The 1st accident is called a lowside and if you’re wearing proper gear it’s probably not going to be that bad, unless you like slide off a cliff or something. Lowsides can happen if you take a turn too fast and your tire slides out from under you, and you and the bike end up sliding on the road. It can also happen when using the front brake, which is where ABS comes in. This happens when slamming on the front brake which can cause your tire to lock up, and that is what ABS keeps from happening. It’s really handy for common traffic type scenarios, like cars pulling out in front of you. The ABS releases the right amount of brake to keep the tire from locking up so you stay upright instead of sliding.
The 2nd of the two accidents is called a highside, which is kinda similar to endos because the rider is flown over the bike, it’s just more sideways than straight over. This usually happens due to a loss of traction in the rear followed by an immediate recovery of traction by the rear tire. Basically, if the rear tire slides you should actually keep hold of the brake until you come to a full stop, but instinctually people often end up releasing the brake once the rear starts to slide so when the wheel captures traction again, unless the rear is directly behind the front (like a straight line,) it’ll jerk the bike in the opposite direction you were sliding and most likely toss you off it with the bike following behind you. It’s the worst of the two accidents, and this kinda thing happens in races because racers go fast through corners and those extremely cool looking angles so when the rear loses traction the bike isn’t straight and catastrophe happens. Just don’t ride on the streets like you see them ride on track days. I don’t believe ABS can help with highsides.
No safety feature makes up for the skills you need to learn for accident avoidance and recovery. I recommend taking basic or intermediate motorcycle safety and training classes. You can practice hard braking without endangering you or harming your own bike. If you aren’t willing to do that then at least find an empty parking lot and practice stopping hard in the 30mph range. However if you do take safety classes you’ll also get a discount on your insurance.July 2, 2019 at 8:03 pm #5823LifeCycleParticipant
Awesome! Thank you! Yes, I have the motorcycle safety class scheduled in a couple of weekends from now! Can’t wait! Yes, I really want to go to a big parking lot and slowly build up speed and hitting the brakes hard and harder each time – increasing the speed along the way. I just really want to see how the bike behaves and have confidence in knowing what to expect to some degree.

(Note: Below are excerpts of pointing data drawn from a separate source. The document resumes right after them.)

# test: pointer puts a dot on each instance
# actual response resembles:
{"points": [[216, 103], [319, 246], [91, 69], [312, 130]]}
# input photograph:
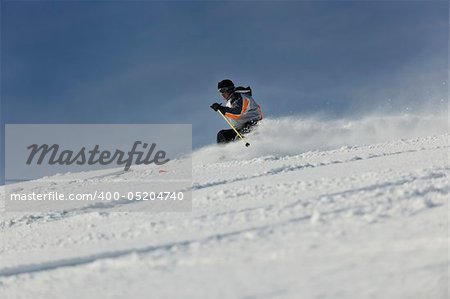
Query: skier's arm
{"points": [[237, 109]]}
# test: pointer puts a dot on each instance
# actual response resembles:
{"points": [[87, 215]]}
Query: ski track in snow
{"points": [[307, 203]]}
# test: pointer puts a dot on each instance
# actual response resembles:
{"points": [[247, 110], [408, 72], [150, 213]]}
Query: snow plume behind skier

Thanks again for taking the time to explain that!July 2, 2019 at 9:25 pm #5827rlarueParticipant
Cool, happy to help and glad to hear you are taking that class. There’s a pretty good book by Lee Parks called Total Control that is helpful to read. You can find it here and it’s available on kindles too if thats your thing https://www.amazon.com/Total-Control-Performance-Street-Techniques/dp/0760343446/ref=sr_1_1?keywords=total+control+lee+parks&qid=1562102659&s=gateway&sr=8-1
Ride safe and have fun!July 3, 2019 at 1:38 pm #5831MaclovenParticipant
I took a class and was able to try full speed front braking in a safe lot. Try as I could, the abs prevented a lockup. It was predictable and a very powerful stop. The rear did start to lift a tiny bit but no way going over the bars.